Is it something about the Transfiguration?

From the Philadelphia Daily News: Urban Warrior | Church Meets a Sad Fate by Chris Brennan

A MASSIVE stone church, stately rectory and sturdy elementary school once held the power to transfigure long lines of West Philadelphia rowhouses into something bigger, greater, more glorious – a community.

But the Catholic Church turned its back on the 5500 block of Cedar Avenue six years ago, closing the Transfiguration of Our Lord parish that sits on the high ground of a full city block surrounded by small houses.

The Archdiocese of Philadelphia sold the property last year for $1 million to real-estate speculators who went into business to scoop up land cast aside by the Catholic Church.

I took a long, slow walk through six years of neglect last week. There was nothing exalting about it. Boards have been pried loose from the church’s massive stained glass front. The rectory’s first-floor windows are smashed. The school is a burned-out wreck.

And then there’s that name, that terrible, mocking irony.

If you check out my most recent entry on Diocesan restructuring and the Fix Buffalo blog (search for Transfiguration), you’ll notice that the same thing happened to Transfiguration R.C. Church in Buffalo, NY —“ exactly the same thing. By the way, it was the church my father was baptized in.

Biretta tip to the Young Fogey.

One thought on “Is it something about the Transfiguration?

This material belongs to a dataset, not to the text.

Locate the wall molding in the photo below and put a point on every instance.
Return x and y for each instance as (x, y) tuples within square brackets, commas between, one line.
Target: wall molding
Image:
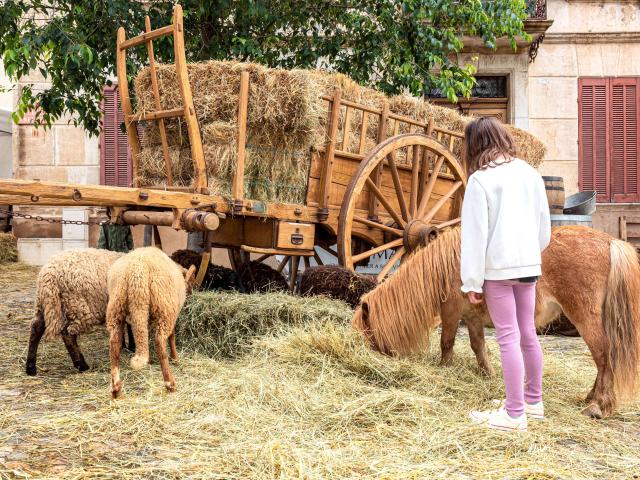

  1. The Archdiocese of Philadelphia, over the past thirty-five years, has closed or merged dozens of parishes.

    Those churches are mostly in inner city areas.

    The buildings are promptly stripped of altars, statues, etc., and these artifacts are used in the mega-churches they Church builds in the rich, Republican suburbs.

    The same thing is going on in South Jersey right now. The Church higher ups are all about the money.